北斎のカメラ・オブスキュラ

morohiro_s2005-09-25

絵本『富嶽百景』より《ふし穴のふじ》。『富嶽三十六景』の成功を承けて出板された絵本で、一枚摺でない分、この絵のようにウィットが効いたものも多い。これは、雨戸の節穴を通じた光が障子に写り、外の富士を逆さまに投影するというもので、当然、カメラ・オブスキュラの原理である。その当時、すでにカメラ・オブスキュラは、輸入され、「写真鏡」という名で知られていた。大槻玄沢の『蘭学弁説』(1788)には次のようにある。

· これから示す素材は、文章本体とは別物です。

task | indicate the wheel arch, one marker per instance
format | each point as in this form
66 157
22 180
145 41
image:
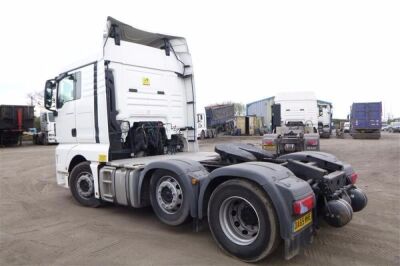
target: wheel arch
77 159
278 182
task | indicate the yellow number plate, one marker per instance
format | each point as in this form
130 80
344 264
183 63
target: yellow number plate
302 222
269 147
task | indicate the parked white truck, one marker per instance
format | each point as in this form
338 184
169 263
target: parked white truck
202 130
294 123
324 119
126 125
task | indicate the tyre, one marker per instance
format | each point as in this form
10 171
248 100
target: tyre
243 221
168 197
82 185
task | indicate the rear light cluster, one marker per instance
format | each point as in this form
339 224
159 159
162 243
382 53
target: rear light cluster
312 142
353 177
303 205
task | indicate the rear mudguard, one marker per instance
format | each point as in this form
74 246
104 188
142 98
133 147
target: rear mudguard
282 187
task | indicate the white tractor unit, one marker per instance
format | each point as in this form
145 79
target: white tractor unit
47 134
202 130
294 124
127 133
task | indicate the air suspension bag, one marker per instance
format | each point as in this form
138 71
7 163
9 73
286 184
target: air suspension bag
338 213
358 199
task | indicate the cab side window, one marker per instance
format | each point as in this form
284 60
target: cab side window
68 89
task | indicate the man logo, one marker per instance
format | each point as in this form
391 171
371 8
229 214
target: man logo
146 81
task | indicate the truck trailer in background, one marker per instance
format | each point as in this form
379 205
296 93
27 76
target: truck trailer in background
14 120
294 123
366 120
264 108
217 116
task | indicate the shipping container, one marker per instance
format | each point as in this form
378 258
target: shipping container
218 115
262 109
366 120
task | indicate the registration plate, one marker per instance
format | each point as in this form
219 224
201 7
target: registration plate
269 147
302 222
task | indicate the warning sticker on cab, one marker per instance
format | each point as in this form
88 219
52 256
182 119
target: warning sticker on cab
146 81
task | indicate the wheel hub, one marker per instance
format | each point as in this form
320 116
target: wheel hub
169 194
239 220
84 185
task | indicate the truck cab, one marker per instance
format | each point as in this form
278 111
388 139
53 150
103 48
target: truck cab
294 123
47 134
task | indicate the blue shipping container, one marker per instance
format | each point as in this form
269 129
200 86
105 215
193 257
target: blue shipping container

写真鏡・・・問ていはく、箱の内に硝子の鏡を仕かけ、山水人物をうつし画ける器、此方にて写真鏡と呼べるものあり。元と蛮製のよし、何といふものにや。 答て曰、これは「どんくる、かあむる」といふ器なり。此方好事家も往々擬製するものあり。甚だ工夫したる器なり。実に写真鏡の名、所を得たりといふべし。黄履荘が臨画鏡も此ものなるべし。

「写真」という言葉が、日本においてどのように使われてきたかについては、大昔に写真研究会で発表した「眞ヲ寫ス--フォトグラフィと写真のあいだに」(→http://www.think-photo.net/archive/research/satow/utsusu.html)を参照されたい。
このイメージで注目したいのは、富士山が二重写しになっていること。これは節穴が大きいために焦点が合いきらず、像がぼやけている様子を示しているのではないかと思う。